Welches war Jungs wahres Selbst? Und welches ist unser? Wer sind wir wirklich? Das ist die grundlegende Frage, mit der sich viele in der Psychotherapie auseinandersetzen. Und auch in spirituellen Praktiken wie dem Buddhismus. Für Jung waren beide Persönlichkeiten real, repräsentierten jedoch unterschiedliche, abgespaltene Aspekte von sich selbst, die integriert werden mussten. Jungs Vorstellung von persona , einer Art Maske, die wir in der Gesellschaft erschaffen und tragen, ist hier von hoher Relevanz. Die Persona kann als die Persönlichkeit verstanden werden, die wir über die Persönlichkeit wählen, mit der wir geboren sind. Die Persona ist ein Ausdruck nicht unbedingt unseres wahren Selbst, sondern unseres Egos: wie wir uns selbst und andere sehen wollen, im Gegensatz zu dem, was wir wirklich und ganz sind. Wie Jung betont hat, ist es nicht das Problem, eine Rolle zu haben. Wir alle brauchen eine Rolle, da wir alle ein Ego brauchen. Aber das Problem beginnt, wenn wir mit der Person oder dem Ego überbewertet sind und glauben, dass diese künstlichen Schöpfungen unsere Identität völlig bestimmen. Eine solche Überidentifikation mit der Persona, die häufig der Katalysator für das ist, was Jung "Midlife Crisis" nannte, kann einschränkend, einseitig und erstickend werden, wenn wir wachsen, reifen und uns psychologisch entwickeln. (Dies ist meiner Meinung nach das, was Jung selbst passiert ist, eine lang anhaltende, turbulente, kataklysmische persönliche Krise, aus der er sich selbst und seine analytische Psychologie entwickelt hat.) Die Persona ist wie das Ego in Wirklichkeit nur eine Komponente unserer Persönlichkeit. Hinter der Persona lauert das, was Jung als Schatten bezeichnete : die verdrängten Teile unserer Gesellschaft und wir halten sie für inakzeptabel oder böse und versuchen uns daher vor uns selbst und anderen zu verstecken, indem wir sie bewusstlos machen.
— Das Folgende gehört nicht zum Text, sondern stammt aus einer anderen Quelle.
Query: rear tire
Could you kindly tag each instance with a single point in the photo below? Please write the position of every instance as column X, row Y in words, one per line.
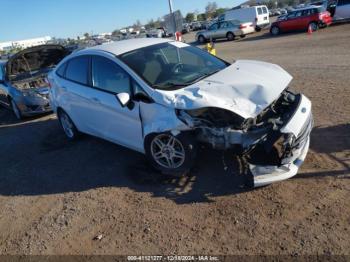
column 201, row 39
column 15, row 109
column 275, row 30
column 68, row 126
column 314, row 26
column 230, row 36
column 171, row 155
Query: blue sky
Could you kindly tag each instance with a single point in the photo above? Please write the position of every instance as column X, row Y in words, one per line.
column 22, row 19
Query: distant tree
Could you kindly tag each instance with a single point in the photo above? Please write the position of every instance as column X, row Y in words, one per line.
column 87, row 36
column 189, row 17
column 270, row 4
column 202, row 17
column 210, row 9
column 137, row 25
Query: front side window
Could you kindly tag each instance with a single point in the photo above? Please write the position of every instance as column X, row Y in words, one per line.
column 170, row 66
column 213, row 27
column 108, row 76
column 291, row 15
column 60, row 71
column 77, row 69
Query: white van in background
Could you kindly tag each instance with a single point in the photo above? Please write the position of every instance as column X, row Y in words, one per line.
column 342, row 11
column 258, row 15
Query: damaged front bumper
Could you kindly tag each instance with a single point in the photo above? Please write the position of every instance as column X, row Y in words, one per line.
column 299, row 127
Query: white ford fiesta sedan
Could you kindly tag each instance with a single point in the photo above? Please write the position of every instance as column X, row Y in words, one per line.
column 163, row 98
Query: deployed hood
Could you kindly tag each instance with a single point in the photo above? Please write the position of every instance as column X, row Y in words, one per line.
column 245, row 88
column 34, row 59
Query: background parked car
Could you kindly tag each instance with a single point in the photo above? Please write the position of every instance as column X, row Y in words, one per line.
column 196, row 26
column 23, row 83
column 225, row 29
column 301, row 19
column 259, row 15
column 342, row 10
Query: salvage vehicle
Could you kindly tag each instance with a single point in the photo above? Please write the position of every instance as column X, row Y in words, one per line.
column 163, row 98
column 23, row 79
column 225, row 29
column 312, row 17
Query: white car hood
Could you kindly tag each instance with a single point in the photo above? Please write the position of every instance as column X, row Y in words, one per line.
column 245, row 88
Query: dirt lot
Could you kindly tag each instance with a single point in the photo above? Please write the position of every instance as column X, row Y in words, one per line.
column 56, row 196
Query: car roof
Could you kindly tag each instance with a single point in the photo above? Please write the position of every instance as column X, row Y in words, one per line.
column 307, row 7
column 124, row 46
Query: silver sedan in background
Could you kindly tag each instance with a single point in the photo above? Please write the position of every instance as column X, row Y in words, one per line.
column 225, row 29
column 23, row 84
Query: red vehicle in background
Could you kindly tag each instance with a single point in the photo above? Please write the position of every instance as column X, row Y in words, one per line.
column 301, row 19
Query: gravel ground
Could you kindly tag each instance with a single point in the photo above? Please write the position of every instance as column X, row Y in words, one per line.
column 56, row 196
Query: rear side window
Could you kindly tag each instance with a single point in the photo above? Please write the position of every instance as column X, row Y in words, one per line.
column 108, row 76
column 77, row 70
column 1, row 73
column 60, row 71
column 343, row 2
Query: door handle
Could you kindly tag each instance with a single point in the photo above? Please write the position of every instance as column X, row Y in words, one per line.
column 96, row 100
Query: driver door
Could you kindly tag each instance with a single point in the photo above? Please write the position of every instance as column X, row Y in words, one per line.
column 119, row 124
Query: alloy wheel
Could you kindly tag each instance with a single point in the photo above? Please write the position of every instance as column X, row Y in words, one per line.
column 167, row 151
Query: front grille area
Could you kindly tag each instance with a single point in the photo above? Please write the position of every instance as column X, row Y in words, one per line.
column 305, row 133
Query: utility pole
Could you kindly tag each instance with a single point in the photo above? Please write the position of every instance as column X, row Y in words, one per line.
column 172, row 14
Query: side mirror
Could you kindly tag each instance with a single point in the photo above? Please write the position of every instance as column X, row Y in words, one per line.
column 123, row 98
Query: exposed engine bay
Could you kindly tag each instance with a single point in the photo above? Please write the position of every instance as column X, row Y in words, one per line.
column 34, row 60
column 259, row 139
column 35, row 82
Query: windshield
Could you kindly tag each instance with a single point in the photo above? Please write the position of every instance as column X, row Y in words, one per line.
column 172, row 65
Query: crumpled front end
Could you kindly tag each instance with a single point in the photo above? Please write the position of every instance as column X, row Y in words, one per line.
column 274, row 144
column 293, row 147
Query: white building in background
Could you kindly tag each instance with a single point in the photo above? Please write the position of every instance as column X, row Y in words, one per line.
column 24, row 43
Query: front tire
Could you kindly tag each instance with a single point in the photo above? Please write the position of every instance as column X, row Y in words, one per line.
column 230, row 36
column 68, row 126
column 201, row 39
column 275, row 30
column 16, row 110
column 171, row 155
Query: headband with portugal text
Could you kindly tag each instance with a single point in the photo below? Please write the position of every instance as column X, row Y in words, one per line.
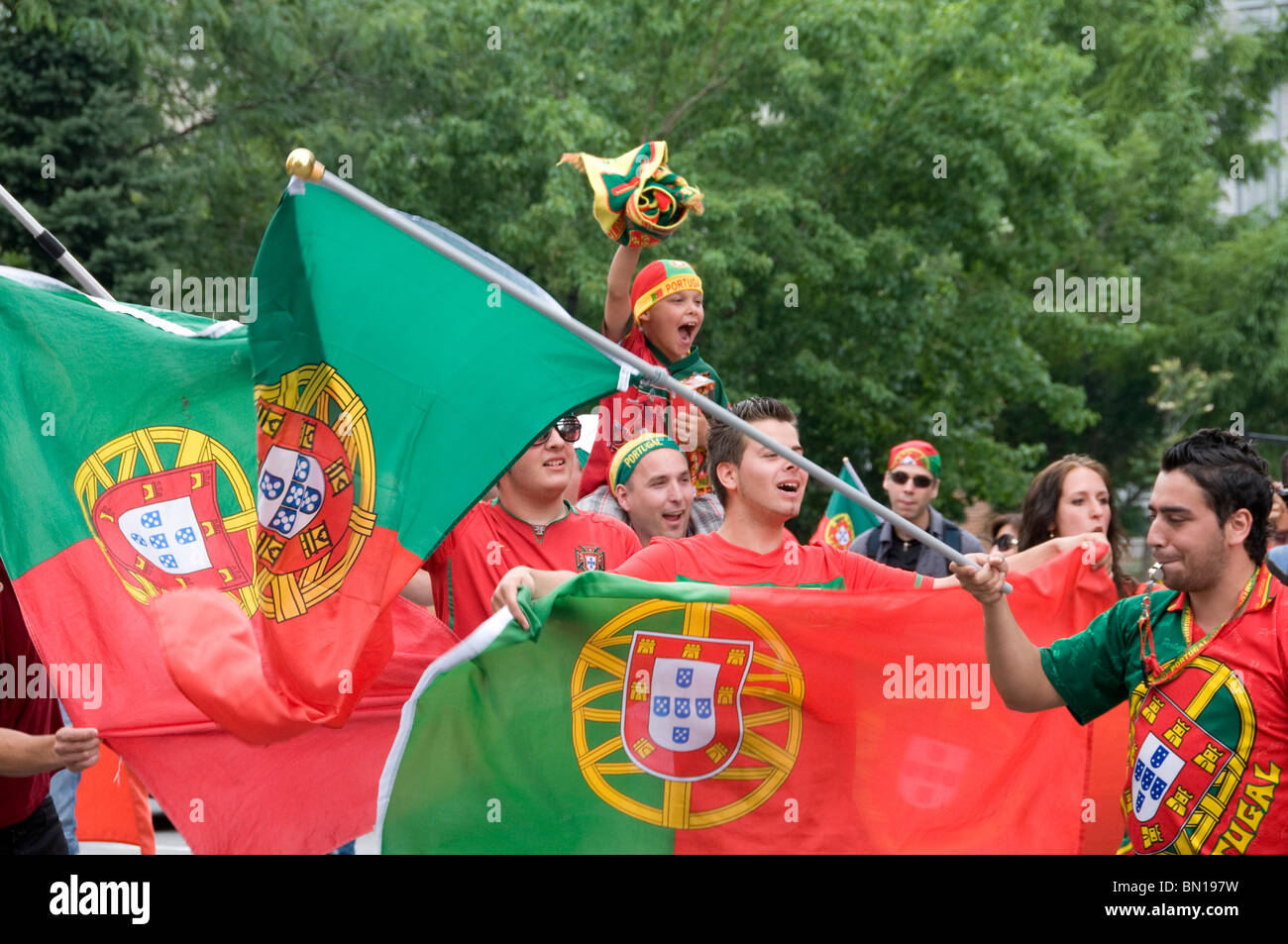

Da wir alle eine Persönlichkeit und einen widerstreitenden unbewussten Schatten besitzen , leiden wir alle in gewissem Sinne unter "gespaltener Persönlichkeit". In der Psychotherapie, besonders in der Jungschen Analyse und Tiefenpsychologie, besteht die Aufgabe darin, diese Spaltung so weit wie möglich zu heilen und diese gegensätzlichen Persönlichkeiten zu versöhnen miteinander, um eine realistischere, kongruente, funktionale, authentische Persönlichkeit und ein ausgewogenes, einheitliches Selbst zu schaffen.

Dieser Beitrag stammt zum Teil aus meinem Artikel mit dem Titel "Jung's Angry Genius", ursprünglich veröffentlicht in The San Francisco Jung Institut Library Journal, Vol. 17, Nr. 4, 1999, S. 5-18.